The possibility of Kerry the presidential candidate puts the diplomatic games which the US is playing into sharp perspective. Former US President Barack Obama’s last gesture towards Palestine, after a tenure during which he propagated Israel’s “self-defence and security” narrative, was to refuse to veto UN Security Council Resolution 2334 regarding the illegality of Israeli settlements. The PA considered this to be a victory, rather than a parting act of humiliation from a presidency which prioritised war, plunder, foreign intervention and exploitation. The fact that the resolution was non-binding rendered Obama’s gesture rather pathetic in the grand scheme of things, despite Kerry’s claims to the contrary, which were promoted as a necessary change in US foreign policy.
While there couldn’t have been greater dissonance between Obama and Trump in terms of acceptable rhetoric, their actions cannot be perceived as anything other than an extension of previous support for Israel, right or wrong. While the world has exerted unprecedented effort in quoting Trump and ridiculing him, there has been little attention given to the fact that the scrutiny has been as shallow as the president himself. We have reached the point where Kerry’s overtures towards Abbas are juxtaposed in a manner that portrays exciting possibilities, rather than simply another phase that complements the current subjugation.
It is not as if the possibility of Kerry becoming president is positive for Palestine and Palestinians. The meeting with Agha and its implications are that Palestinians should be coerced into yet more interminable waiting. The PA can then play yet another role, aiding and abetting the scenario provided by contrasting US presidencies while Israel reaps undoubted benefits from Trump’s presidency and Kerry’s ambitious manoeuvres. In order to try to alter the monotony of another default waiting phase, Kerry also suggested, “Maybe it is time for the Palestinians to define their peace principles and present a positive plan.”

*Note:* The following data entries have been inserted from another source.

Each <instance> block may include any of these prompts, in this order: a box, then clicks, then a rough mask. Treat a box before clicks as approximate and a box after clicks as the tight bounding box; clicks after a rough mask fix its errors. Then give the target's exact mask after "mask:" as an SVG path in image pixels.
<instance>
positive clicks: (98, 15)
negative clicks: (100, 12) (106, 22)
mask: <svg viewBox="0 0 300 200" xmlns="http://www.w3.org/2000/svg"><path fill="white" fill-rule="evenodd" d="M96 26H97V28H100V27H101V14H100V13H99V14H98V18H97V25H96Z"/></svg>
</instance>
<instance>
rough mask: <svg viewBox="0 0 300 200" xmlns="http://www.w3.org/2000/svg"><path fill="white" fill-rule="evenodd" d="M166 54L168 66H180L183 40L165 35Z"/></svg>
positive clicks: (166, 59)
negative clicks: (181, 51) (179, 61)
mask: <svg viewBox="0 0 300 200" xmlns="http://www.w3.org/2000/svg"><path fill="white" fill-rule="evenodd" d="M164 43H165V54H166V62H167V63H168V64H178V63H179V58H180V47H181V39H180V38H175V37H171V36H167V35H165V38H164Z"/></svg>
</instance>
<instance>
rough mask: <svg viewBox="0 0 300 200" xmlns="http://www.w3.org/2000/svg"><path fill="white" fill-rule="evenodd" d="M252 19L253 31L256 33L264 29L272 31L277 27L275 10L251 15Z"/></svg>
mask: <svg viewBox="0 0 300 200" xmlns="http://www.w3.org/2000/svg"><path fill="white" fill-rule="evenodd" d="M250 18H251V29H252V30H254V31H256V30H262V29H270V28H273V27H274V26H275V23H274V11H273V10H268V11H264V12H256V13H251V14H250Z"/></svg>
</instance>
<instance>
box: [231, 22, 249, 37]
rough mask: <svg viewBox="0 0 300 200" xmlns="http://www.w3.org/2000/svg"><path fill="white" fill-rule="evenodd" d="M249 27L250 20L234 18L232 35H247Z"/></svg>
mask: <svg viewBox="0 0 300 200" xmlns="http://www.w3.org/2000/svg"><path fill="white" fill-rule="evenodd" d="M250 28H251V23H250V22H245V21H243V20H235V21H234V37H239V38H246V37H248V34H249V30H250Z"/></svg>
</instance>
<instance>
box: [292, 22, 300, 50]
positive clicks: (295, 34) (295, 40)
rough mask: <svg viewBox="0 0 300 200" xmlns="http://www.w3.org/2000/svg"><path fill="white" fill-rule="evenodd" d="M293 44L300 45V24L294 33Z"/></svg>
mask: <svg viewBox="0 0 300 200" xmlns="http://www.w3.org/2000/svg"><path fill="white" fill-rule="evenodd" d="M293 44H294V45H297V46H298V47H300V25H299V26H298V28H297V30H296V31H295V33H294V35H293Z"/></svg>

The former Secretary of State might not have any qualms about his refusal to distinguish between the PA and Palestinians; this is to be expected. His play on language, however, particularly using time as the metaphor for a new beginning, is revelatory. Not because he has availed himself of an alternative concept, but due to the ease with which the US, be it through Kerry, Trump or any other former or prospective president, can dictate to the PA its plans for a colonised land and people.